Strona:Józef Ignacy Kraszewski - Okruszyny zbiór powiastek rozpraw i obrazków T.2.djvu/109

Z Wikiźródeł, wolnej biblioteki
Ta strona została skorygowana.
Przemysław.

Cha! cha! niby też to! kogo innego oszukasz, ale nie mnie pewnie. Na co te skrytości, jak gdybym ja tego wszystkiego przynajmniej tak dobrze, jak wy nie wiedział. No ojcze, bądźmy szczersi, trzeba temu jakoś zaradzić!

Ks. Jan.

To w twojej jest mocy?

Przemysław.

Jak-to? w mojej mocy? cóż to jest? w mojej mocy!

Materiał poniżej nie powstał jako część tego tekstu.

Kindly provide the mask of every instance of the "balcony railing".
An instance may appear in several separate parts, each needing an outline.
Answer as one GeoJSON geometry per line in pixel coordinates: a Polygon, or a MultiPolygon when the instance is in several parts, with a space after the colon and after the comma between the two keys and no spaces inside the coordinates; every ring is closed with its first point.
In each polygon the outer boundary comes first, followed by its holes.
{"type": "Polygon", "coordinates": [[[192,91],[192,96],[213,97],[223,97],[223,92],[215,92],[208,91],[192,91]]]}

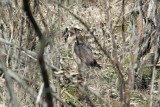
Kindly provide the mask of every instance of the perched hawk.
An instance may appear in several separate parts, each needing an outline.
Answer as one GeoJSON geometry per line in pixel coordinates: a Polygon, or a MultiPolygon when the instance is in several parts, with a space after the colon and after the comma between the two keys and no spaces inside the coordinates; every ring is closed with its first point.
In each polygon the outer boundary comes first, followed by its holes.
{"type": "Polygon", "coordinates": [[[76,37],[76,42],[74,44],[74,52],[76,56],[79,57],[82,63],[85,63],[86,65],[91,67],[101,68],[101,66],[94,59],[92,50],[89,46],[86,45],[82,36],[76,37]]]}

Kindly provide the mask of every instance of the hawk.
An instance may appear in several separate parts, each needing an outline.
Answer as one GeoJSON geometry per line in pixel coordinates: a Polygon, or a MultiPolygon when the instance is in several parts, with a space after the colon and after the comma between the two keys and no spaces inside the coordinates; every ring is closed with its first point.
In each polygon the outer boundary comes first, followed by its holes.
{"type": "Polygon", "coordinates": [[[85,63],[86,65],[91,67],[101,68],[101,66],[94,59],[92,50],[88,45],[86,45],[82,36],[76,36],[76,42],[74,44],[74,52],[76,56],[79,57],[82,63],[85,63]]]}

Co? o czem mówisz? wszak ja się do niczego nie mięszam.

Ks. Jan.

Powiedz, że nie powinienbyś się mięszać.

Przemysław.

Proszęż tłómaczyć się jaśniej. Ja nie wiem o co chodzi?

Ks. Jan.

Sam przecie badać mnie zacząłeś niedawno. O czemże mówiłeś? Jest-że tyle tajemnic i intryg, że z nich nie śmiesz wybrać, o której ze mną mówić będziesz?

Przemysław (na stronie.)

Wplątałem się. (głośno). Ależ ojcze, mówmy jaśniej, proszę.

Ks. Jan.

I ja życzę tego od ciebie.

Przemysław.

No dobrze, mówmy więc, lecz czekaj. Obejrzę się, czy nikt nas nie słucha.